ISLAMABAD, Jan 18: The “revolution” is over, its proponents have left but the filth they left behind was a great equaliser.

The mess on Jinnah Avenue ensured that there was one road in Islamabad that was now as dirty as the rest of Pakistan. A civic agency worker said that “We have never seen such litter in our lives.”

“We removed over 100 tons of garbage,” the spokesman for the civic agency told Dawn. A small crowd of CDA workers were busy removing the waste left on the avenue over four days. By 11am, they were visible everywhere, sweeping, picking up litter and tending to the poor trampled greenbelts.

Three men cleaned up and hoed a cluster of cactus. “They even broke these,” one of them said as he removed the crushed plant from the soil. There were little signs of the enthusiasm and the euphoria that was witnessed on Thursday night as people danced to celebrate the accord signing.

Plastic bags of food, empty candy wrapped, cigarette and fruit juice cartons covered the road and the grass. The bags which had split open were providing a rice feast for the crows that were busy eating, impervious to the people passing by.

Young Pukhtoon boys picked through the littler as well, unaware that their poverty had led to the four-day dharna and serious negotiations for their future welfare. Small trucks full of the waste drove away as cranes lifted the containers blocking Embassy Road from Jinnah Avenue.

Shops – some of them – had put up their shutter, as the roads welcomed back their regular inhabitants. Shopkeepers, tradesmen and other who had stayed away for days were back, gazing indifferently at the operation clean up.

Men were everywhere. Now that the middle class women eager for a change had left, Pakistani had reclaimed public space. No women were visible except for a television journalist and the few young women who had turned up with other youngsters to help clean up.

A few groups of young students were helping clean up. Some of them wore ISF headbands while the other group walked on to the Avenue from Embassy Road, holding a banner announcing their intentions to clean up Islamabad.

Both the groups were surrounded by television cameras and journalists, still hungry for the latest story of the morning after.

In fact, the media was perhaps the only sign of a ‘change’ in society visible on the road – even those who come to clean up afterwards are ready to provide a sound bite and a visual shot.
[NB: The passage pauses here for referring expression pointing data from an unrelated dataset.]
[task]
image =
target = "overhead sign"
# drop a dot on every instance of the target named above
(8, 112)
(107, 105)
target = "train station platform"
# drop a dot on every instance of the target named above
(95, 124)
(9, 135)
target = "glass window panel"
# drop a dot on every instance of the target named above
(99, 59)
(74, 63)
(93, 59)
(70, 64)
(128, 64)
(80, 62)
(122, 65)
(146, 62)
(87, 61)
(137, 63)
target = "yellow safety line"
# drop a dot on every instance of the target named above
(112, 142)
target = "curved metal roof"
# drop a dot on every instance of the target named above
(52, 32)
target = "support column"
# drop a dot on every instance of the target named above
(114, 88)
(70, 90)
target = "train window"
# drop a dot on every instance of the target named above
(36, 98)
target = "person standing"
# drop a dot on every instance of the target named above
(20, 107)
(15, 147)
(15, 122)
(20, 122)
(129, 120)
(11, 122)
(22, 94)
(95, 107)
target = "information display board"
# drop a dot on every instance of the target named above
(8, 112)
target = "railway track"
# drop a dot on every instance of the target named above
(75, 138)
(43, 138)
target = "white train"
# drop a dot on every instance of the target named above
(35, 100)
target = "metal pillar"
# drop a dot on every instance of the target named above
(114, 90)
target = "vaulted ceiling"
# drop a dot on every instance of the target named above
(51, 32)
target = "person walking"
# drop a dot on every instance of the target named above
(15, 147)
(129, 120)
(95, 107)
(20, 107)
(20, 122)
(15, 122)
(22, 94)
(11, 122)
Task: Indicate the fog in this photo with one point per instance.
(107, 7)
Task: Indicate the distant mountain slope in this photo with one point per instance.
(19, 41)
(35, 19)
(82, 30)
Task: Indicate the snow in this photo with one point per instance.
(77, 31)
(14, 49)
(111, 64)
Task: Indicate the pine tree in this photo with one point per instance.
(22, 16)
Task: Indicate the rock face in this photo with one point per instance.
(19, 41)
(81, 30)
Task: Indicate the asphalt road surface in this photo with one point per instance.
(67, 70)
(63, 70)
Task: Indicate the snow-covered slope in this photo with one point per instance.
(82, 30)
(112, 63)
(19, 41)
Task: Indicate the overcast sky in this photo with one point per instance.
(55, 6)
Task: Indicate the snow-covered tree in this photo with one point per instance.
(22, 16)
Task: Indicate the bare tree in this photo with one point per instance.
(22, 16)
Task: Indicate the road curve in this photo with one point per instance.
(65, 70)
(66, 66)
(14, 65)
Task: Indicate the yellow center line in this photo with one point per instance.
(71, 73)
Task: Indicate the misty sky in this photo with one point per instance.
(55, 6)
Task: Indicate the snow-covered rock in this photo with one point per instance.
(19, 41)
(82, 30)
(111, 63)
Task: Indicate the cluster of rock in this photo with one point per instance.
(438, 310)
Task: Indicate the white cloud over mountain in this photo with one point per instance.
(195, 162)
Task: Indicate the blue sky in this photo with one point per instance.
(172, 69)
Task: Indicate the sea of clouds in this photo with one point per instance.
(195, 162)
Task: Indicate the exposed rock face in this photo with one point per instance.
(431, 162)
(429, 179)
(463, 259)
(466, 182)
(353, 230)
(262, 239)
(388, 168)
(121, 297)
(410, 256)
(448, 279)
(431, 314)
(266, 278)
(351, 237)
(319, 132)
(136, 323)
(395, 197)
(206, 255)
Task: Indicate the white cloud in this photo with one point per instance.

“I want to see a clean Islamabad,” maintained Abdul Ahad, a student of 10th grade, adding that “all of my friends decided to pick up the garbage once the marchers left.
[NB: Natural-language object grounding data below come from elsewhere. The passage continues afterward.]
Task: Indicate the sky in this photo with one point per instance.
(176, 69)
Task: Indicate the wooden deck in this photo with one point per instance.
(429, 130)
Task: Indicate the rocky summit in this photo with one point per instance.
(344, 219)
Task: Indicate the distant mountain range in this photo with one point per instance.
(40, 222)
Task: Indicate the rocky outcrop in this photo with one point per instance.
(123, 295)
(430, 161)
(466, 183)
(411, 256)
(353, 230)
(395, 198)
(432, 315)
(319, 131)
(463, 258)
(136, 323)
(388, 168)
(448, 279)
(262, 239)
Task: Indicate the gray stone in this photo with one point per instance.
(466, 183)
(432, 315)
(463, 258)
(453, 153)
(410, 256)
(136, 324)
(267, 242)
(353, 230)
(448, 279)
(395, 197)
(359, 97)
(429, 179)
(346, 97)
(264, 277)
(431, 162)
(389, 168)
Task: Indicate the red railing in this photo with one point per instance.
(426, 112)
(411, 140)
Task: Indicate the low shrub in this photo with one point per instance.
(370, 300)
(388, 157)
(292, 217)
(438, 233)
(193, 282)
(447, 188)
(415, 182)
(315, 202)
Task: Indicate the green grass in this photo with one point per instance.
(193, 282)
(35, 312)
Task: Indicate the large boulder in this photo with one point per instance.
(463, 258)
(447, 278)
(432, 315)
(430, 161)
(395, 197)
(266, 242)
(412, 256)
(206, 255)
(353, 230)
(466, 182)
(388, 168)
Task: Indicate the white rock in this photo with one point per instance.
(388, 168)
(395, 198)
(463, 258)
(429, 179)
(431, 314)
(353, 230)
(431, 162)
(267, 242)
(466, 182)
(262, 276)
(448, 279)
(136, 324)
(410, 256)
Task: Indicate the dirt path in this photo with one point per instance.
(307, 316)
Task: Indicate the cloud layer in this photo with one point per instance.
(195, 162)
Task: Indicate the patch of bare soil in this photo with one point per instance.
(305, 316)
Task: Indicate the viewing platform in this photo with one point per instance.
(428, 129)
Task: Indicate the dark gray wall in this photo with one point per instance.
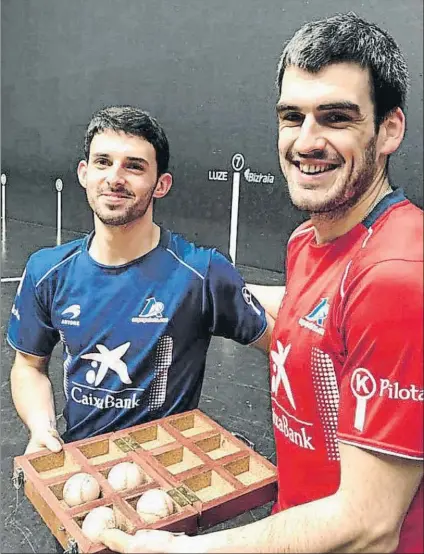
(206, 70)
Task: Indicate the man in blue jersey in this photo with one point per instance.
(134, 305)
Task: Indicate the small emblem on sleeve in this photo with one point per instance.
(247, 295)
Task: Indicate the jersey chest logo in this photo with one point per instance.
(152, 312)
(105, 360)
(314, 321)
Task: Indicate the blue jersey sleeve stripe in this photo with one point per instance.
(56, 266)
(185, 264)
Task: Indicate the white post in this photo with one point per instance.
(237, 162)
(59, 187)
(234, 216)
(3, 181)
For Faryal Raza, a civil society activist, the road looked like a dumping site.

“Litter is everywhere and an offal site around the corner was stinking,” Ms Raza, 23, told Dawn. CDA worked quickly. By evening they had cleaned the place up.

“There was massive garbage around my shop and thanks to the authority’s quick action, the garbage was removed from the site,” maintained Raja Tahir Abbasi, a shop owner at Blue Area.

The spokesman maintained: “We are assessing the cost to the environment, especially the grass planted in the greenbelt, the plants and the grills along the Jinnah Avenue.”

The CDA officials took more than six hours to remove the garbage from the avenue. The verandas of a number of plazas along the boulevard were stinking because of the leftover.

“At the entrance of my bank, the CDA is using a tractor to remove the garbage which is in tons,” said Zeeshan Chaudhry, the operation manager of a multinational bank. “Nothing was damaged at our bank but a few flowerpots were broken. We have to carry out a cleanliness operation in the veranda of the building since it is stinking with the smell of rotten food,” he added.